西谷監督はじめ演出チームがこの本を読んでいたのかどうかは知らないが、不倫を描くドラマの中で橋と川のモチーフが効果的に用いられていたことは確かだ。そして、最終回のラストシーン、紗和と北野の決定的な別れを描くシーンでは、引っ越しのトラックに乗った北野と自転車を押す紗和が橋の途中ですれ違うのだが、紗和は後ろから来た消防車に気をとられ、北野の乗る車に気づかない。そして、紗和はひとりで橋を渡っていくが、そこを禁断の色の象徴である赤い消防車が追い越していく。初回の冒頭、ベランダ越しに紗和が見ていた橋を渡る赤い消防車が、ここで反復される。実は、紗和の中の恋への欲望の火はまだ消えていないのでは、と思わせるザワザワする演出だった。その前には、ご丁寧にも紗和が自宅に火を放ち、初回では他人事として眺めていた火事の当事者になるというシーンも用意されているのだが。

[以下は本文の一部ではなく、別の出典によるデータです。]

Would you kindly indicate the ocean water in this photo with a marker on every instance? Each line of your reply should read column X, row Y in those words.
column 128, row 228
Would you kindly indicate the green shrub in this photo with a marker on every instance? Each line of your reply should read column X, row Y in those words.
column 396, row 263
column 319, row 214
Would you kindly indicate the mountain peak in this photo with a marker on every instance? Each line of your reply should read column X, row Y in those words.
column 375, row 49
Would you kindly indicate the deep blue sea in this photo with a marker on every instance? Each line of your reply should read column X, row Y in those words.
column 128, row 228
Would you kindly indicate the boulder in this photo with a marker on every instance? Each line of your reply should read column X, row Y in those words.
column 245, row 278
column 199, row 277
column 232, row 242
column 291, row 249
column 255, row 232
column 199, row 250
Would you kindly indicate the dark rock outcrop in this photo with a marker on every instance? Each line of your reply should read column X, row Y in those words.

というように、色や背景に着目すると、この古典的ともいえる不倫ドラマがより深みを増して起ち上がってくる。全編を通して、オレンジ色に包まれる夕暮れのシーンも多かった。赤の欲望に引き寄せられながらも真っ赤にはなれないオレンジという色が象徴するもの。それが、紗和と北野のゴールのない恋だったのかもしれない。

それにしても、実生活でも人妻となった上戸彩が妻のいる男との不倫に溺れる主婦を演じる、と聞いた時には、さぞかし艶めかしいシーンが…と前傾姿勢になったものだが、ソッチ方面は主に吉瀬美智子と北村一輝のこってりカップルに託され、紗和&北野は昆虫採集に興じたり動物園デートをしたりと、今どきは中学生でもしないような純朴ぶりで、もちろん濃厚なベッドシーンもナシ。上戸のふくよかな胸の谷間が垣間見れる眼福は一度たりとも我々には与えられなかった(エンドタイトルで一瞬だけ映る)。

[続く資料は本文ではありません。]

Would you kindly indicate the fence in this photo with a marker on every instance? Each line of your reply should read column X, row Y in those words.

そして、ことさら「不倫は薄汚い欲望」「罪深いもの」という価値観が上戸のナレーションによって強調される。「不倫を推奨するとはけしからん」という世間の声に対するエクスキューズなのかもしれないが、ラストシーンの紗和は、明らかに「あ、懲りてない、このひと。またやらかしそう」と思わせる描き方をしているので、「不倫ダメ、絶対!」の警鐘は昨今のコンプライアンスを意識した建前なんだろうか、という気もする。とはいえ、不倫の恋が盛り上がりそうな場面で、突然雨が降ってきたり、庭のホースで窓ガラス越しに水をかけられたりと、火に油ならぬ水を注ぐことで「ちょっと奥さん、冷静に!」と無言の忠告をしていたような気もするが、考え過ぎだろうか。

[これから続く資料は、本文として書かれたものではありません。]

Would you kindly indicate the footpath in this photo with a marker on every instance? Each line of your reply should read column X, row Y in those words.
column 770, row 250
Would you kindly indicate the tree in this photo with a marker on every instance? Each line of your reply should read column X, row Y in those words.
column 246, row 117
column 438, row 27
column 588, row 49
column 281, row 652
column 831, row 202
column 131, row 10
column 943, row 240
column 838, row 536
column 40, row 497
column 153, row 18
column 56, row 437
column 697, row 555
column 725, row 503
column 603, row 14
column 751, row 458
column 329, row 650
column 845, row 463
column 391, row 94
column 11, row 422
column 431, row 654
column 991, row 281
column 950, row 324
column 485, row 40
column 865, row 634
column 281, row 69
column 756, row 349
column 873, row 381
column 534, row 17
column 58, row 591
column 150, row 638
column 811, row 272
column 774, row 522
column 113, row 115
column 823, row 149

地味なポロシャツにメタルフレームのメガネをかけた高校教師・北野は、昆虫や動物の話になると雄弁になるオタク体質で周囲から浮いているが、ギラついたところやチャラいところがないせいか、不倫をしていてもどこか純愛の風が吹いてしまう。紗和の夫・俊介(鈴木浩介)は、ふたりの間に子どもがいないことを気づかって紗和のことをあえて「ママ」と呼び、嫁よりペットのハムスターを気にかけ、マザコン気味の美容にこだわる中性化した男で、結婚してからは紗和を抱こうとしない(嫁が上戸彩でセックスレスはあり得ないが)。紗和から「他に好きなひとがいる」と打ち明けられた衝撃のあまり突然『森のくまさん』を歌い出すようなこれまた妙な男なのだが、とはいえ、学校の放送室に立てこもり、紗和と生徒への別れのメッセージを一方的に演説してご満悦の北野先生も大して変わらない変人ではある。紗和も、夫を裏切って不倫をしたのだから、せっかくなら夫と真逆のタイプの男を選べばいいものを、と考えるのは男側の論理だろうか。北野と俊介はふたりとも生き物好きだし、同性の友だちもいそうにないし、こんな立場でなければ似た者同士で案外仲よくなっていたのかもしれない。

一方、利佳子とデキてしまう鳴かず飛ばずの絵描き・加藤(北村)は、仕事で訪れた出版社のトイレからトイレットペーパーをくすねたり、ホテルからちゃっかりビールを持ち帰ったり、生活に困窮している様子が描かれるにも関わらず、なぜか悲壮感がない。しかも描いた絵は盗作という、才能もあるんだかないんだかよくわからない男なのだが、乞食王子(by吉田健一)の佇まいというか、男から見てもヘンに色気があるキャラクターだった。利佳子にとっては、夫が編集長を務める雑誌で仕事をする加藤と付き合うことは、夫に対する反逆の象徴だったのかもしれない。

このドラマにハマっていた女性視聴者の多くは、紗和と北野がくっついてハッピーエンドになることを期待していたようだ。もし、不倫→修羅場あり→でもハッピーエンド、だったらかなりアナーキーなドラマになっていただろうが、もちろんそんなことにはならない。かといって両方元サヤに戻る訳でもない。かなりモヤモヤした終わり方のようにも見えるが、赤い消防車を横目にひとりで橋を渡っていく紗和の表情はどこか清々しく、ある意味これもハッピーエンドに思える。一方、男性陣、特に北野の表情には「あきらめ」がにじむ。一生嫁に頭が上がらず、言いなりになって生きていくのだろうか。こんなことなら、もっと紗和ちゃんと〇〇しておけば…と後悔しても遅いのである。

もともとこのドラマは、フジテレビの情報番組『ノンストップ』で放送された「朝、旦那と子どもを送り出して平日の3時~5時に不倫する妻」を採り上げた「平日昼顔妻」特集が原型になっている。「昼顔妻」とは、貞淑な妻がマゾヒスティックな欲望にかられて娼婦になるルイス・ブニュエル監督の映画『昼顔』(1967年)に由来するのだろう。昼顔の花は、地表できれいな花を咲かせるが、地中では根が複雑にからみあっていて、一度増えると駆除が難しいという。この辺も不倫の泥沼感を象徴しているようだ。

カトリーヌ・ドヌーブが演じた不貞をはたらく人妻のキャラクターは、紗和ではなく利佳子に投影されているが、いま「昼顔」でネット検索すると、ブニュエルのほうではなく、まずこのドラマが表示される。もはや日本において昼顔といえばドヌーブではなく上戸彩になってしまったのだ。続編や劇場版があるのかどうかは今のところ分からないないが、このヒットを局がそのまま放っておくはずはないんだろうな。